The year of the rabbit brings celebrations in China and across the world

Chinese New Year or 'Lunar New Year' is China's most important holiday. Every year it is named after one of the 12 Chinese zodiac signs, with this year being the year of the Rabbit. Chinese New Year marks the first day of the Chinese lunar calendar, which starts the day after the first new moon rises between January 21 and February 20 every year. The festivities typically prompt the world's largest annual migration, as millions of Chinese people return to their homes to celebrate together with their families. This Lunar New Year is significant as the Chinese government has abandoned its zero-Covid policy, marking the biggest festive celebration since the pandemic began three years ago. The celebration lasts for two weeks, not only in China but also in Asian communities in other places worldwide. 

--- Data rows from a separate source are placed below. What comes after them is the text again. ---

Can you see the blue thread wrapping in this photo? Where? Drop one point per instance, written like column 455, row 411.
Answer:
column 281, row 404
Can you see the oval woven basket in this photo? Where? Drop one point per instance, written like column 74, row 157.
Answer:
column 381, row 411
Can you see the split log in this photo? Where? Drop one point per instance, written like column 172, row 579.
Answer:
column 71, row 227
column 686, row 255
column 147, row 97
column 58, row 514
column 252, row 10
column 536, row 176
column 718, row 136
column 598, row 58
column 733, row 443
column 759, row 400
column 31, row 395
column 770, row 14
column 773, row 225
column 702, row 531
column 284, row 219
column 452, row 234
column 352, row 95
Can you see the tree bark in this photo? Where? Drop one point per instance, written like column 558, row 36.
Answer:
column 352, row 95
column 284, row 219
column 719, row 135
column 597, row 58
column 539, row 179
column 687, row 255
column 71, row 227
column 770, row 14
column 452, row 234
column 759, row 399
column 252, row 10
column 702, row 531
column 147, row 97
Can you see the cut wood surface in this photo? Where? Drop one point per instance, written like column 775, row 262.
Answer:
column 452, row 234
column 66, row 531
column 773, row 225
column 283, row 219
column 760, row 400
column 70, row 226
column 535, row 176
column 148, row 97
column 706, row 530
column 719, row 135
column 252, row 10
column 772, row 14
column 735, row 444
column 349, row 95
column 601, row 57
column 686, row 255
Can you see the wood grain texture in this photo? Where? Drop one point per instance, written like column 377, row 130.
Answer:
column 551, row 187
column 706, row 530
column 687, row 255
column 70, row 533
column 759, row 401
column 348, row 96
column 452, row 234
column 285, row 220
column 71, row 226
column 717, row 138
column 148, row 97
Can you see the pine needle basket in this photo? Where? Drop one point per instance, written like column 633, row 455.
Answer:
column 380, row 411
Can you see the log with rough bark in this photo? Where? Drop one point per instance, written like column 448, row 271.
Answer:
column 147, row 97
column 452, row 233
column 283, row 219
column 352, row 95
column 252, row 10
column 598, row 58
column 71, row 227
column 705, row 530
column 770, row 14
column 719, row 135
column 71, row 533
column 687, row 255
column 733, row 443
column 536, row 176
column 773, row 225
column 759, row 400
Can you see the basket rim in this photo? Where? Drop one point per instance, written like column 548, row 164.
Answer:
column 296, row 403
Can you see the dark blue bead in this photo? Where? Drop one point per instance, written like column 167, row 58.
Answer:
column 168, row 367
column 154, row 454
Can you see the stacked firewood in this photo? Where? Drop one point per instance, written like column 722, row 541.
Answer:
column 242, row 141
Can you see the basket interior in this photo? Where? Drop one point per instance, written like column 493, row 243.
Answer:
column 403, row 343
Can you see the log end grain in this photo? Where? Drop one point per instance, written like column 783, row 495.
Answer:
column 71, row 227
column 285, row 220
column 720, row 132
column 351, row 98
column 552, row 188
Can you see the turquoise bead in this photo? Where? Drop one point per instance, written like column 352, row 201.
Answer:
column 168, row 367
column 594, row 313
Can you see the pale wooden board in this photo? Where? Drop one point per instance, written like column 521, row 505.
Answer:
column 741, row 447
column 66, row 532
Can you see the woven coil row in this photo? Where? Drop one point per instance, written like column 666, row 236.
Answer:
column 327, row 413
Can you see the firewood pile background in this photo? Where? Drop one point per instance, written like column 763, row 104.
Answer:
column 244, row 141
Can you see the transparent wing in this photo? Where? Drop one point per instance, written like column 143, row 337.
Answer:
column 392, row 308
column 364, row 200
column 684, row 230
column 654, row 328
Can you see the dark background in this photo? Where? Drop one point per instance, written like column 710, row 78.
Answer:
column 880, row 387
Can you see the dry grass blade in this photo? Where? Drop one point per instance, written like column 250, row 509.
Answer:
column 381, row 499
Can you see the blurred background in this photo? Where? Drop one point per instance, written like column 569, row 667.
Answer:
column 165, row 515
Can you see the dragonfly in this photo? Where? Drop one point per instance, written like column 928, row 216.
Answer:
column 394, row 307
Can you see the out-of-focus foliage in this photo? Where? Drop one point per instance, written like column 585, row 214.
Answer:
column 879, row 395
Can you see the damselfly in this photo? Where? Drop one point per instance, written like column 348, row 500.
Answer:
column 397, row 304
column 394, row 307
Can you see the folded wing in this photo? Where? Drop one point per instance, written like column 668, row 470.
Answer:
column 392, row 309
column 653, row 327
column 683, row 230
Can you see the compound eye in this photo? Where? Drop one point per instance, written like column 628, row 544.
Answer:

Lunar New Year, also called the Spring Festival, marks the end of winter and the beginning of spring, symbolising reunion and rebirth. The holiday is celebrated with dragon dances, performances with traditional dresses and family gatherings with lots of red and gold decorations. According to Dr Hongling Liang, lecturer in Mandarin at the University of Glasgow's School of Modern Languages and Culture, the year of the Rabbit embodies the energy of relaxation, quietness and contemplation and is "likely to be calm and gentle, bringing an energy that will help those looking for more of a balanced life" (BBC, 2023). Rabbit has a vital role in Chinese folklore as Chang'e, the Chinese Goddess of the Moon, is often portrayed alongside her rabbit companion.